Steinfest spürt dem Wesen der Dinge nach, wie sein Detektiv einem Mordfall. Immer wieder schweift er ab, lässt seine Geschichte ruhen, um sich genauer einem zunächst ganz nebensächlich scheinenden Detail zu widmen. Durch diese gleichzeitige Verdichtung der Krimihandlung und die permanenten Exkurse ergibt sich ein seltsamer Effekt beim Lesen: als würde man beschleunigt, während man in einer Zeitlupe gefangen ist.
Zwischen Aldous Huxley und Max Frisch
Man könnte sogar soweit gehen zu behaupten, dass Steinfest zu lesen die "Pforten der Wahrnehmung" öffnet, ohne dass man dafür wie einst Aldous Huxley in seinem gleichnamigen Essay zu Halluzinogenen greifen muss. Auf jeden Fall schließt er die klassische Detektivgeschichte mit dem Fantastischen kurz. Mary Shelleys "Frankenstein" wird hier nicht nur als Chengs Lektüre zitiert, sondern gibt Steinfests Roman auch einen Rahmen.

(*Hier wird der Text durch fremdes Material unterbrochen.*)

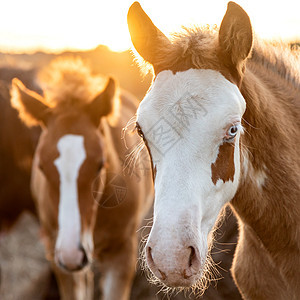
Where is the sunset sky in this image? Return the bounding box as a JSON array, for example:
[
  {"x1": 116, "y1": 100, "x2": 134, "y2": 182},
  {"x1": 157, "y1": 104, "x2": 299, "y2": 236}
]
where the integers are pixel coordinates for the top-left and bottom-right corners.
[{"x1": 0, "y1": 0, "x2": 300, "y2": 52}]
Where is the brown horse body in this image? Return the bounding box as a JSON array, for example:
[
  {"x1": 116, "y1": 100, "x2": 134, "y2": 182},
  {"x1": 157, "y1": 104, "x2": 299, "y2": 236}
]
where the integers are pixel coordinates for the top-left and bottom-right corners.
[
  {"x1": 128, "y1": 2, "x2": 300, "y2": 300},
  {"x1": 12, "y1": 60, "x2": 152, "y2": 299},
  {"x1": 0, "y1": 68, "x2": 40, "y2": 232}
]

Zusammen mit Motiven aus Büchern von Jules Verne, H.P. Lovecraft, Ian Fleming oder Max Frisch wird "Der schlaflose Cheng" zu einer fantastischen Reise durch die Literaturgeschichte. Da passt es nur zu gut, dass Chengs Reisebegleiter ein alter Bekannter ist: sein Hund Lauscher. Der ist zwar schon lange tot, aber wird immer wieder an seiner Seite gesehen, bis er am Ende dieses seltsamen Trips im ewigen Eis verschwindet, wie einst Frankensteins Monster.
In Chengs Welt triumphiert das Fantastische über das Faktische, die Poesie über die Notwendigkeit. Hier kann ein Buch über die Zubereitung außerirdischer Pilze zu einem internationalen Verkaufsschlager werden. Wäre diese Welt die unsere, würden sich nicht literarische Grobmotoriker (um Denis Scheck zu zitieren, der nicht nur Steinfest-Apologet ist, sondern auch im "Schlaflosen Cheng" Erwähnung findet) wie Sebastian Fitzek oder Simon Beckett um die Top-Position auf der Bestsellerliste balgen; auf diese wäre Heinrich Steinfest abonniert.